4 – Novas dificuldades: Café e salários

 

           

            No início de 1954, as perspectivas de evolução do setor externo da economia brasileira pareciam favoráveis, e as preocupações centrais do governo deslocaram-se para o problema da inflação, identificando no déficit público as pressões para expansão do crédito e o aumento da oferta de moeda.

 

            Projeções favoráveis em relação a situação cambial: a) expectativas favoráveis com relação as receitas do café; b) confiança na possibilidade de renegociar as condições de pagamento do empréstimo do Eximbank.

 

            As grande dificuldades surgidas para o programa de estabilização econômica foram o aumento de 100% do salário mínimo e os problemas com o café. A proposta do ministro João Goulart era de um reajuste 100%, enquanto que o percentual para recomposição do pico do reajuste anterior era de cerca de 53%. A UDN e a FIESP defendiam um reajuste próximo a 33%.

 

            As exportações brasileiras diminuíram abruptamente tendo como uma das causas a forte geada ocorrida no Brasil (sobretudo no Paraná).

 

5 – A última crise

            Quando Vargas assumiu, em 1951, o fez sob um clima de expectativas generalizadas. Seu projeto de governo original contemplava essas expectativas. Na impossibilidade de realiza-lo a margem de manobra do governo reduziu-se consideravelmente. O exemplo para ilustrar essa afirmativa é a lembrança de que não houve vacilação na opção entre estabilização da economia em meados de 1953, mas quando colocado diante da proximidade das eleições, Vargas optou por uma política salarial em desacordo com os propósitos das autoridades econômicas.

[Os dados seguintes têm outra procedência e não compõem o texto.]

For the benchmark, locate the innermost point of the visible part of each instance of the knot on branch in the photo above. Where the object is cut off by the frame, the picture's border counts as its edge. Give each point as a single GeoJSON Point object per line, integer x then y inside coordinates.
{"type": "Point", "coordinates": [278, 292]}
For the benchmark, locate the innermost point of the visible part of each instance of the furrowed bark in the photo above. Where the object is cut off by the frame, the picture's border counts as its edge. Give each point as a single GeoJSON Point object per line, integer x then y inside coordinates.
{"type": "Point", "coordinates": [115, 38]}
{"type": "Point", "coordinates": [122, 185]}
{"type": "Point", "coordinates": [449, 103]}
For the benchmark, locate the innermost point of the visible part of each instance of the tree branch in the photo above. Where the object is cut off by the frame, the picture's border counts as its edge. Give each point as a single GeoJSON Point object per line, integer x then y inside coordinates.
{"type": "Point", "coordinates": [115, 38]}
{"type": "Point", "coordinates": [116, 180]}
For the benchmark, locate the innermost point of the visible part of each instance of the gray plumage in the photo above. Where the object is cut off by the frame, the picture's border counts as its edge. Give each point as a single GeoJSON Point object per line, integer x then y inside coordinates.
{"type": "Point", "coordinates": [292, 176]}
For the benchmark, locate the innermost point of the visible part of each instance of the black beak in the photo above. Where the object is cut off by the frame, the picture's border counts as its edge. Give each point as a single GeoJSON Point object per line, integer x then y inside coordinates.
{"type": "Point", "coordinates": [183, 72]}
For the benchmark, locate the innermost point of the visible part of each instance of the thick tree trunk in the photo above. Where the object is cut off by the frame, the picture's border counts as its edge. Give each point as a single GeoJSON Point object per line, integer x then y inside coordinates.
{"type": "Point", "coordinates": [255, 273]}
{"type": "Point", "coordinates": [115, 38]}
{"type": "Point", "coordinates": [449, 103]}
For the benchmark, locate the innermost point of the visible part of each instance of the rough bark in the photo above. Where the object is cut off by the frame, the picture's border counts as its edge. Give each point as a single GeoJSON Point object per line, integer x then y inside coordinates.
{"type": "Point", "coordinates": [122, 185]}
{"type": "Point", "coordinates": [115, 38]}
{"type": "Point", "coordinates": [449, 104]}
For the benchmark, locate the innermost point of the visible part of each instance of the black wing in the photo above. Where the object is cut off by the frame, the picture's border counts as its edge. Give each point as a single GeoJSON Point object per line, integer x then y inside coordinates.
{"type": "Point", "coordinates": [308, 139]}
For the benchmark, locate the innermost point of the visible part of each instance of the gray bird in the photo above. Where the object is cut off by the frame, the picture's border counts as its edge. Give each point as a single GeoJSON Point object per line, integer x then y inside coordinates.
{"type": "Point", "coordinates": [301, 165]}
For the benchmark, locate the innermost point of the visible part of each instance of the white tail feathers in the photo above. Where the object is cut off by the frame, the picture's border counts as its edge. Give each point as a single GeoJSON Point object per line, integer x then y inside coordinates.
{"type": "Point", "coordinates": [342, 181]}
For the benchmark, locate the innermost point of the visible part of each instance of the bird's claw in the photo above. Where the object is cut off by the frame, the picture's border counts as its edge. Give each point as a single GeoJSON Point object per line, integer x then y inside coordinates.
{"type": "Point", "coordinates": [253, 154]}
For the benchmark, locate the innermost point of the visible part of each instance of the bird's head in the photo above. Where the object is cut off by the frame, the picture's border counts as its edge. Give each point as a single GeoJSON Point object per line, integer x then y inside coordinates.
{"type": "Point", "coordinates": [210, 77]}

            Os trabalhadores que constituíram importante base eleitoral para a vitória de Vargas em 1950, desde princípios de 1953 demonstravam crescentemente sua frustração e descontentamento. O aumento do salário mínimo em maio de 1954 angariou alguma simpatia. Contudo, a medida visava as eleições de outubro e não era suficiente e nem era o objetivo de Vargas para fazer do pouco organizado movimento dos trabalhadores a coluna que sustentaria o governo.

            Sem poder contar com apoio popular e envolvido crescentemente pela insatisfação de diversos setores empresariais, o isolamento político de Vargas era um fato. Nesse contexto, aconteceu o atentado da rua Toneleros.

            O suicídio de Vargas teve profundas repercussões históricas, possibilitando a formação de uma ampla frente anti-golpista que assegurou a manutenção da ordem constitucional e converteu o que seria uma antecipação de 1964 numa administração provisória de gestores de negócios e posteriormente a eleição de Juscelino Kubitschek.

 

Referências bibliográficas:

D’ARAUJO, Maria Celina S. O segundo Vargas 1951-1954, São Paulo. Editora Atlas, cap. 6, 1992.

MELO, Hildete P. OLIVEIRA, Adílson. ARAÙJO, João L. O sonho nacional: petróleo e eletricidade (1954-1994), in Vargas e a Crise dos Anos 50. Relume Dumará, Rio de Janeiro. 1994.

VIANNA, Sérgio B. Duas tentativas de estabilização, in ABREU, M. (org), “A Ordem do Progresso - Cem Anos de Política Econômica Republicana 1889-1989”. Editora Campus, Rio de Janeiro, 1990.